God uses the fertile soil of suffering to produce spiritual growth and fruit. The apostle Paul said it this way:
We rejoice in our sufferings, knowing that suffering produces endurance, and endurance produces character, and character produces hope, and hope does not put us to shame, because God’s love has been poured into our hearts through the Holy Spirit who has been given to us. (Romans 5:3–5)
Don’t misunderstand, I will never make peace with suffering. We live in a broken world. Our afflictions are not merely some divine gimmick designed to teach us important life lessons and help us become better people. That would make too little of the life, death, and resurrection of Jesus.
But God does work all things together for the good of those who love him (Romans 8:28). And one way he does this is by using our suffering to show us truths we would not have seen otherwise and to bring up from the depths things we did not know were there.
In my suffering, I saw anger rise up — a defiant protest against my weakened state. Part of this protest came from my sinful ego. Like Andy Catlett, on my worst days, I would direct my anger at those who loved me most. I was suddenly disconnected from the life I knew and, like a lion whose mane had been shaved, I was looking for ways to make myself appear bigger. Ego demands that I stand alone as the hero of my own story. Heroes are strong. Heroes are needed, not needy.
But part of this protest came from my God-given spirit. On my better days, I would try to pay attention to my anger so I could understand what was behind it. On those days, I would wait for the fury to subside and then examine it.
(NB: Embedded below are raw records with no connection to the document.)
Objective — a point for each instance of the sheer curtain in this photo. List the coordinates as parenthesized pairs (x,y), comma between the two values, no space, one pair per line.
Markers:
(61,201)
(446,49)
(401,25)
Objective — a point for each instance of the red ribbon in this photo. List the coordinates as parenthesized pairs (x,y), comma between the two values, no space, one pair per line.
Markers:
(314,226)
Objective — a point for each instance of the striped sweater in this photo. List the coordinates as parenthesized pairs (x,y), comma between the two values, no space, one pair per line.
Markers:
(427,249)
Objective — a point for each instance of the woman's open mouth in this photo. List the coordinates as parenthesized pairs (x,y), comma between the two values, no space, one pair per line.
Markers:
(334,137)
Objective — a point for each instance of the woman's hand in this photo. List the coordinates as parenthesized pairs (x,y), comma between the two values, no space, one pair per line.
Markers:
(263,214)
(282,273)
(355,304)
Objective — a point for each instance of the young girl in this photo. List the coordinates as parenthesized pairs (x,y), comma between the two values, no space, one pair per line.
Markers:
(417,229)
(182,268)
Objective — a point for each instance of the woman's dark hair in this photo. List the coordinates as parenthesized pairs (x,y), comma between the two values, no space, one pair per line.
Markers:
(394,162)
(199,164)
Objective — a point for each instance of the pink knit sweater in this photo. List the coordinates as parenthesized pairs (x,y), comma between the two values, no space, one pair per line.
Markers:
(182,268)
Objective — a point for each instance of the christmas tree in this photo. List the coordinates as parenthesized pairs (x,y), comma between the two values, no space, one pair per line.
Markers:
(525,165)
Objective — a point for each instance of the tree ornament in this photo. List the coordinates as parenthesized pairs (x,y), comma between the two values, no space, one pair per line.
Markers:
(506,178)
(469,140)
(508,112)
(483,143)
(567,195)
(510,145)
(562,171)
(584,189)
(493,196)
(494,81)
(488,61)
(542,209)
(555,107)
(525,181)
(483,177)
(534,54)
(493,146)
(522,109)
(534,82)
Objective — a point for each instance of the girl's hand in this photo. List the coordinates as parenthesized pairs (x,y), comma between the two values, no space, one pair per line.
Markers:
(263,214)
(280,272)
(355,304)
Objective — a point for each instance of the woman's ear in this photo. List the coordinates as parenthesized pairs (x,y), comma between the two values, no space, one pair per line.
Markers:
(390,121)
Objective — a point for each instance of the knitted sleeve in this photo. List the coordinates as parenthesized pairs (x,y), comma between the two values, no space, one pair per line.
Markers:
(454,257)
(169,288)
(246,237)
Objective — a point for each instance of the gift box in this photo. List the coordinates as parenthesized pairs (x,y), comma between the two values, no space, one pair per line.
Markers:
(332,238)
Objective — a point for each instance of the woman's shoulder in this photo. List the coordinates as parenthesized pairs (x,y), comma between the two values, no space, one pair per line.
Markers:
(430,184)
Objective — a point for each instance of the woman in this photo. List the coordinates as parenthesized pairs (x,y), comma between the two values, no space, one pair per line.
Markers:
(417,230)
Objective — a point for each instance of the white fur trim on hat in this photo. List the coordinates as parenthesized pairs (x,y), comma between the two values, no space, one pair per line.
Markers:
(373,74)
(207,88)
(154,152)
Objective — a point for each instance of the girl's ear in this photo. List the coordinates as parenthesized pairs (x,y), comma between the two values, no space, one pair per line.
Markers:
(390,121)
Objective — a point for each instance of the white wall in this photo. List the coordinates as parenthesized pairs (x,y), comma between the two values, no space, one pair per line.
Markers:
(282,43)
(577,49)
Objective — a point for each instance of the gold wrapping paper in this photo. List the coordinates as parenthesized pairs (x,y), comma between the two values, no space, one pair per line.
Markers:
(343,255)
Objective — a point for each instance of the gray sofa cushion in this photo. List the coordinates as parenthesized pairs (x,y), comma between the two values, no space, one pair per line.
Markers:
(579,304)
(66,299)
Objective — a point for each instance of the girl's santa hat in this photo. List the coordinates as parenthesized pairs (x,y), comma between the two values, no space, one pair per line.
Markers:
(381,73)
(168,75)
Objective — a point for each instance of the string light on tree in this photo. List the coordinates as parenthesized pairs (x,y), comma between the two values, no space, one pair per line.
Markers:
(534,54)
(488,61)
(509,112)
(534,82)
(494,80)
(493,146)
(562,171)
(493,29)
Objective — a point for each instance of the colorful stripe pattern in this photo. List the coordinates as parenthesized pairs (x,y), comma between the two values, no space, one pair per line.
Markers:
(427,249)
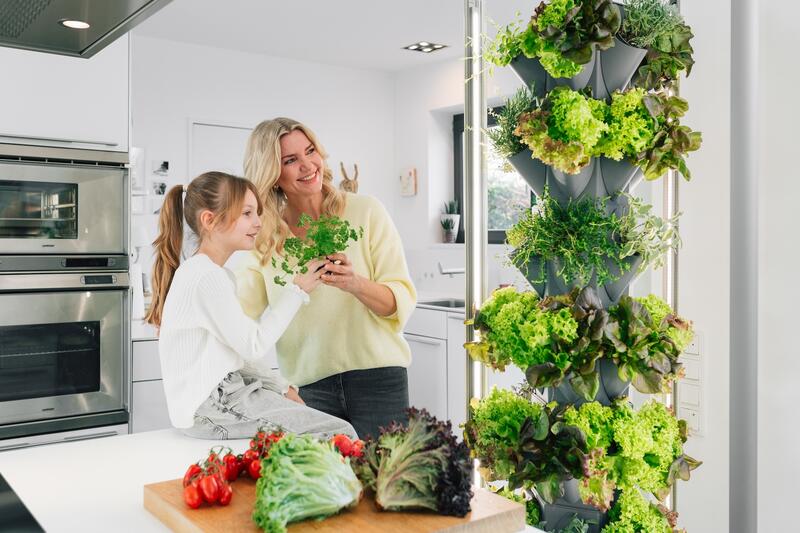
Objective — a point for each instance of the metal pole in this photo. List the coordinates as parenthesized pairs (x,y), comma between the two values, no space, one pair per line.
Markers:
(475,191)
(744,268)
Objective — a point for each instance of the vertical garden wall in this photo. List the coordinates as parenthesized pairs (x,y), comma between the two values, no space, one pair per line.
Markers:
(596,113)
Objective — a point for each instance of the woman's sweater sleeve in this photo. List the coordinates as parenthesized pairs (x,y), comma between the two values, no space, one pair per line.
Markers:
(389,264)
(215,298)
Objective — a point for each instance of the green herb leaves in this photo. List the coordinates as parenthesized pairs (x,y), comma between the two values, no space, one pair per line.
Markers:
(325,236)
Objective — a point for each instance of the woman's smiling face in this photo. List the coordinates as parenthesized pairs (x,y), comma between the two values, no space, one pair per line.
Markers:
(301,165)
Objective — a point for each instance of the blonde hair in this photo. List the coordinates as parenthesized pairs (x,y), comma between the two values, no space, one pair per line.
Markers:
(220,193)
(262,166)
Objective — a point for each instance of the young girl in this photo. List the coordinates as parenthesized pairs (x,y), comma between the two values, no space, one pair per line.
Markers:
(213,356)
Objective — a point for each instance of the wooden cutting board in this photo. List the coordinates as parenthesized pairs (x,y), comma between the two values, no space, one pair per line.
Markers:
(490,514)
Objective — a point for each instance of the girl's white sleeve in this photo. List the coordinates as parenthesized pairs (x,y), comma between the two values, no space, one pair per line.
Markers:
(221,314)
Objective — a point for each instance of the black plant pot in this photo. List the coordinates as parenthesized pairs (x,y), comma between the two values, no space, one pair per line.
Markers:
(531,72)
(564,187)
(615,289)
(577,82)
(619,176)
(532,170)
(618,64)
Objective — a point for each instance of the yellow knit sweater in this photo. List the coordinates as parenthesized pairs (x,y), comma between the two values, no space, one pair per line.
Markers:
(335,332)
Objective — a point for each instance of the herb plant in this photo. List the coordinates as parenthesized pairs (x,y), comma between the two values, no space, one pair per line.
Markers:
(648,21)
(672,142)
(560,338)
(585,240)
(526,443)
(564,131)
(419,466)
(505,142)
(302,478)
(325,236)
(631,128)
(630,450)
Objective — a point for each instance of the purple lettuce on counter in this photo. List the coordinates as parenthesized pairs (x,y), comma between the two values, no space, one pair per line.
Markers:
(419,466)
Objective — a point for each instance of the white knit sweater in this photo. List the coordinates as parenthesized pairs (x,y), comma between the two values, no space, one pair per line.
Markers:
(205,335)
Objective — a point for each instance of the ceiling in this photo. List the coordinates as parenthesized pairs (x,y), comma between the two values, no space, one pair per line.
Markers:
(366,34)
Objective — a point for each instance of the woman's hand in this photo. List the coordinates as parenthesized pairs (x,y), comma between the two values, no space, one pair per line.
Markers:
(311,279)
(377,297)
(293,395)
(338,272)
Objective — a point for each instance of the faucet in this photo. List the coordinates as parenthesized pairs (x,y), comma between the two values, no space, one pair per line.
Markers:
(450,271)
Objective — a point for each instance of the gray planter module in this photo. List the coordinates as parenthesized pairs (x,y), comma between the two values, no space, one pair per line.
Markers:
(533,171)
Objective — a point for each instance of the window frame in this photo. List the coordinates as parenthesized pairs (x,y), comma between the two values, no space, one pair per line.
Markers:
(494,236)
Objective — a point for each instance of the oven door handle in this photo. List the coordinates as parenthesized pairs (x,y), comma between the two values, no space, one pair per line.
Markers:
(64,281)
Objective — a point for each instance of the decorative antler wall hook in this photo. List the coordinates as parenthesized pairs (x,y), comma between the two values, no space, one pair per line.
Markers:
(349,184)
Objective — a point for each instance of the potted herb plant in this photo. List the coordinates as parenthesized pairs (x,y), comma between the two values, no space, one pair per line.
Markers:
(658,27)
(586,243)
(563,133)
(449,220)
(509,146)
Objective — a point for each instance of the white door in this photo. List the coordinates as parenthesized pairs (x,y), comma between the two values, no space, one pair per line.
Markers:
(427,375)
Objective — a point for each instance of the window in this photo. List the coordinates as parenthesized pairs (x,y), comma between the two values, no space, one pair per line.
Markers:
(508,192)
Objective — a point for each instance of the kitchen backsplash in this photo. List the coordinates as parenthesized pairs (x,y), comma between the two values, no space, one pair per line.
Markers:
(423,266)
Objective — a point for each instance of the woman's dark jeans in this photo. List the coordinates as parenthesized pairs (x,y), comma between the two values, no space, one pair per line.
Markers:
(368,399)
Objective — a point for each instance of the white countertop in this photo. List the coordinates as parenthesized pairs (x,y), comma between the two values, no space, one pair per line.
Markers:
(97,485)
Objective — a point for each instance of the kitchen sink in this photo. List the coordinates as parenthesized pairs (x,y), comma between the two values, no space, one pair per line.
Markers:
(447,303)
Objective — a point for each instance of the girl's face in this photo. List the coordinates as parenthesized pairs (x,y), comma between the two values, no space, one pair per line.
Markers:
(241,235)
(301,166)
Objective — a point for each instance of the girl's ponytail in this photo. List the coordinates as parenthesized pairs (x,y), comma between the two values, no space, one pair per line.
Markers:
(169,245)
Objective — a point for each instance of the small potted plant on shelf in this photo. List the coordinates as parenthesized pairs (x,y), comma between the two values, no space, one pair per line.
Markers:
(449,220)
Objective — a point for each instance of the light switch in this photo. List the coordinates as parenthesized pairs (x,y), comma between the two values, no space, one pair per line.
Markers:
(689,394)
(691,369)
(692,418)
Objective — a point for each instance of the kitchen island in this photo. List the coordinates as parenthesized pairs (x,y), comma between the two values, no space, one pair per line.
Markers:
(97,485)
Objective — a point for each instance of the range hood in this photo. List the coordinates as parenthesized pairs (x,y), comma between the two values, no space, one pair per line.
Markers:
(39,24)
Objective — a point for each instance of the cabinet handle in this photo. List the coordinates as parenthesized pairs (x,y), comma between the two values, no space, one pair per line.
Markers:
(55,139)
(423,340)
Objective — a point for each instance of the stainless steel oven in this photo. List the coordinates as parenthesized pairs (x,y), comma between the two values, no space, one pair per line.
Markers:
(64,293)
(62,205)
(63,351)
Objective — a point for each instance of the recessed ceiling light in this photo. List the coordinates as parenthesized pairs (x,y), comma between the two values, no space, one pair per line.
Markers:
(74,24)
(425,46)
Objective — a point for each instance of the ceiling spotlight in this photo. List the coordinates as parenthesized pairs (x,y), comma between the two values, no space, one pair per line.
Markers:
(425,46)
(74,24)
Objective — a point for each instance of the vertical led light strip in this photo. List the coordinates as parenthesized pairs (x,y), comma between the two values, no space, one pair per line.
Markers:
(475,191)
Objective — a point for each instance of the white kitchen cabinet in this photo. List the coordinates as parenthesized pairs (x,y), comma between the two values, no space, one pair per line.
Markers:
(427,374)
(148,403)
(68,102)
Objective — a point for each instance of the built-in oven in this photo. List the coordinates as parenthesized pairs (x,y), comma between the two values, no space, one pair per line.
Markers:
(54,204)
(64,341)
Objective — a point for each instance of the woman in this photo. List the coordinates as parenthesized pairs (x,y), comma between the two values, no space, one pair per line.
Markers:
(345,349)
(213,356)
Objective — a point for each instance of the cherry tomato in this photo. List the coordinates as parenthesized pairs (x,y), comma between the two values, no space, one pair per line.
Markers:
(231,467)
(191,496)
(254,469)
(191,472)
(225,494)
(209,488)
(343,443)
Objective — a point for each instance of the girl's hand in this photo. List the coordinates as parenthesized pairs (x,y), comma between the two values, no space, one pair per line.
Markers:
(339,273)
(311,279)
(293,395)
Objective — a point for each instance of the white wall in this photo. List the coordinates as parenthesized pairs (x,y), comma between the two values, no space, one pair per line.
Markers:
(779,257)
(351,110)
(704,261)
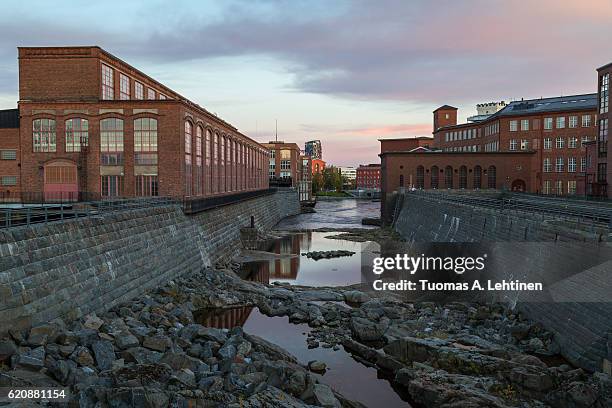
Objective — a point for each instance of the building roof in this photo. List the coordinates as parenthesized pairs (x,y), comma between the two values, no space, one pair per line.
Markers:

When I did this, here is what I saw: my heart rose to object that this was not how things were meant to be.
Growing in Character, Groaning in Hope
My ego was deeply offended by my affliction. But my spirit was too. This part of my anger was anchored in something true. It was a protest against suffering. It was a groan for life as God meant it — free from pain. It was an ache for the end of affliction and death. This is the hope of those who are in Christ.
The day will come when sorrow and death will be no more. Until that day, we will struggle with the limits of living in this broken world. And we will suffer. But our Lord uses our suffering to produce endurance, which produces character, which produces a hope that will not disappoint.
And part of this character is produced when God uses our seasons of affliction to dredge the floor of the heart to bring to the surface pride, which we would never confront and may not even see if we did not suffer.
This is his merciful continuing work in me. Perhaps you see him working this way in your life too. The Lord gives and he takes away. Blessed be the name of the Lord (Job 1:21).